Still, it surprised Zanes when the rock star suggested the biography. It would be a rarity, perhaps unique: one rock musician writing about another. Although the book would not carry the label “authorized,” Petty promised Zanes his complete cooperation. “It’s your book,” Petty told him.

“I was shocked at the level of trust,” Zanes tells me over breakfast at Raymond’s in Montclair. “In my view, he’s a bit of a recluse. He’s never been a self-promoter in the ways you would expect in the music business. He’s somewhat unknown.”

Indeed, Petty: The Biography reveals a headstrong but damaged hero. The son of an abusive father, Petty stumbled into rock ’n’ roll as a teen in Gainesville, Florida, and achieved stardom as a singer, songwriter and guitarist through a potent combination of talent and sheer determination. The book chronicles Petty’s rocky road from cover bands to marquee act. Zanes delivers the requisite tales of life on the road (“sex and drugs are the given,” he says), but he delves deeply—and fascinatingly—into the inner workings of the Heartbreakers and Petty’s emergence as a strong leader capable of making tough decisions, including firing the contentious drummer Stan Lynch. At one point, Petty tells Zanes, “I’ve had to be brutal.” (Zanes also shares Lynch’s side of  the story in painful detail.)

Zanes is intrigued by the band dynamic from both a musical and social perspective. “I hope that in some kind of 20th-century history of America, there’s a section on bands, because I think they are a bigger piece of the American story than anyone realizes,” he says. Zanes views the Heartbreakers and their contemporaries—notably Bruce Springsteen and the E Street Band—as belonging to “the golden age of bands.”
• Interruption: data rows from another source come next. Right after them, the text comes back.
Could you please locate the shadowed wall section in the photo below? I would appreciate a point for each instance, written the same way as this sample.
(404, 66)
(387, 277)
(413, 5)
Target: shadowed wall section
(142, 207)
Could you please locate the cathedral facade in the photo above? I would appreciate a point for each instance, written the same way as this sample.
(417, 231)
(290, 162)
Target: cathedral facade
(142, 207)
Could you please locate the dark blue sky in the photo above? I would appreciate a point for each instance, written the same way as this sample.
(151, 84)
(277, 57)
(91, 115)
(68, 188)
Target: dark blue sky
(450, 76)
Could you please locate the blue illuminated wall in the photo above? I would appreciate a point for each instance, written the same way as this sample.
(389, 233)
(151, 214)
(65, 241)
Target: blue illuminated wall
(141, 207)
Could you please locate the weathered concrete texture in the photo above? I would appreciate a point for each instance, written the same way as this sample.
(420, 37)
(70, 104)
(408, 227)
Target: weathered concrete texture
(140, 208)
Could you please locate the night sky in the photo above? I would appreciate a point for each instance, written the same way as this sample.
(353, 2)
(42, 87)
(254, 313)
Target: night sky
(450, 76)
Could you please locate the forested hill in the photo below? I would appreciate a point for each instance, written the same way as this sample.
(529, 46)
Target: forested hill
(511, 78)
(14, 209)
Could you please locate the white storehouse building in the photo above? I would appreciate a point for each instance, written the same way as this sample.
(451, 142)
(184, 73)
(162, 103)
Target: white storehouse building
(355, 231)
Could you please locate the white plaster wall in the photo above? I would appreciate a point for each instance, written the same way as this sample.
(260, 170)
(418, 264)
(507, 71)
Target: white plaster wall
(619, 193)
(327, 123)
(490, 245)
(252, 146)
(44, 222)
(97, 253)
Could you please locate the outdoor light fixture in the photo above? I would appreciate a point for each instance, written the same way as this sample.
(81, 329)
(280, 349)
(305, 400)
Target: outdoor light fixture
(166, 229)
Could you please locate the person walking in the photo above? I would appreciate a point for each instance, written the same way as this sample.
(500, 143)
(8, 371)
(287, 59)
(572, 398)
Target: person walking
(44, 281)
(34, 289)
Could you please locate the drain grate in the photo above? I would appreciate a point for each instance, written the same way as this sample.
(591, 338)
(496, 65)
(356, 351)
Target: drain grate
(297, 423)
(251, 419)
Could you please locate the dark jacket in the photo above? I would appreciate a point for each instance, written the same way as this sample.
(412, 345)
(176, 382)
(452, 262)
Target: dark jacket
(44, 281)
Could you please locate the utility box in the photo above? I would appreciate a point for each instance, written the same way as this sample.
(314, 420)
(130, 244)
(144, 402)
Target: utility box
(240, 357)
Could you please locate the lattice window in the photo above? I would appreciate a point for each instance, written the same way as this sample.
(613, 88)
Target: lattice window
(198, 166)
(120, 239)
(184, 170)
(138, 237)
Yes, he says, kids still form rock bands, play cover songs and dream of something bigger. Yet there’s a difference. “In the golden age of bands,” he says, “it was what you were seeing on TV, what you were hearing on the radio. It was what you were seeing style-wise. People were fashioning themselves after members of bands.”

Certainly this was true for Petty. In the book, Zanes describes Petty’s arrival in Los Angeles as an emerging recording artist suddenly mixing it up with A-list stars like George Harrison, Ringo Starr and Brian Wilson. “He had listened to their stuff on AM radio in Florida for years, and now he’s in a room with these guys,” Zanes says. “He’s standing right next to them and engaging them in conversation.” Petty was awestruck—yet he gained confidence from these interactions. “He wants to be one of the guys who make it happen.”
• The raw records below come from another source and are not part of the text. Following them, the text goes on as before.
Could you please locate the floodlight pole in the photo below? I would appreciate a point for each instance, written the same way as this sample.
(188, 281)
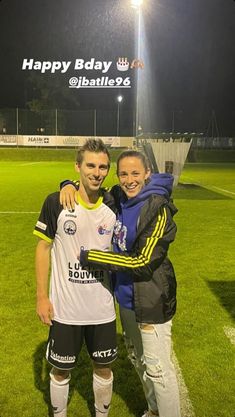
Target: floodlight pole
(119, 100)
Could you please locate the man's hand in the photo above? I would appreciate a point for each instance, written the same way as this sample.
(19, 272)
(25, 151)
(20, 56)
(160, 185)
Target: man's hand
(45, 311)
(67, 197)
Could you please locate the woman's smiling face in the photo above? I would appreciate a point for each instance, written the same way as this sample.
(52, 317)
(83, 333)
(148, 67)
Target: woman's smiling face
(132, 175)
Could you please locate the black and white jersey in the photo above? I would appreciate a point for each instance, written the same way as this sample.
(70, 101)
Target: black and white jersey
(79, 297)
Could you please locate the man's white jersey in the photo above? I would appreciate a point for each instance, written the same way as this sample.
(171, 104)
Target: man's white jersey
(78, 296)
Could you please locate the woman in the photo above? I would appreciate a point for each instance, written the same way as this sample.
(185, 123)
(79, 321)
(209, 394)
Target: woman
(145, 284)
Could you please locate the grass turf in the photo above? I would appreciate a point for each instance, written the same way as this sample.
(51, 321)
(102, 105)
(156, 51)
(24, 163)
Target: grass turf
(203, 256)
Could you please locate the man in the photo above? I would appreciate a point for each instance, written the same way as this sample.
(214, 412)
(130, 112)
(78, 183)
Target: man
(80, 306)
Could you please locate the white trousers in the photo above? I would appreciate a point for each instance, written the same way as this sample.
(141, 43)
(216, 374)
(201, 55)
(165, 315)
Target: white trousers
(149, 348)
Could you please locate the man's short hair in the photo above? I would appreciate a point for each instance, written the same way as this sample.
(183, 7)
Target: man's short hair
(92, 145)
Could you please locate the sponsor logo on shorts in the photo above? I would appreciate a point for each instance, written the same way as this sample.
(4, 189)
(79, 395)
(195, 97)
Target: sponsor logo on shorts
(105, 353)
(70, 227)
(62, 359)
(41, 225)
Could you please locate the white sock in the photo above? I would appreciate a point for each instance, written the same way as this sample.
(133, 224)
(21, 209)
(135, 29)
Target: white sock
(59, 395)
(103, 389)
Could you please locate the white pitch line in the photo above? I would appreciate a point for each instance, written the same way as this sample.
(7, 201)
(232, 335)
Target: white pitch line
(230, 333)
(222, 189)
(30, 163)
(210, 186)
(185, 403)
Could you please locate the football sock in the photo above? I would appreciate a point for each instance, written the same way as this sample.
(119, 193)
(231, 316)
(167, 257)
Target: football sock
(103, 389)
(59, 395)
But making it happen would include major sacrifices and the inevitable low points. Zanes describes the breakdown of Petty’s first marriage, the loss of bassist Howie Epstein to a heroin overdose, and Petty’s own previously undocumented bout with heroin addiction. “It was a surprise to me,” Zanes says. “We talked about it in great detail….he was deeply concerned that some kid might make the wrong connections, to think that hard-drug use can be cool.”

The book also captures lighter, brighter moments, such as a mid-1970s rendezvous in Los Angeles between Petty and Springsteen, who had already achieved fame. The more extroverted Springsteen initiates the meet up with a phone call. Petty picks up Springsteen in his new red Camaro convertible, and they cruise straight to the famous Tower Records store on Sunset Boulevard to buy an armful of 8-track tapes. “They drove until they listened to every single one,” Zanes says. “Obviously, in that car, it was less about conversation than sharing that experience of being in love with this music. And I love that.”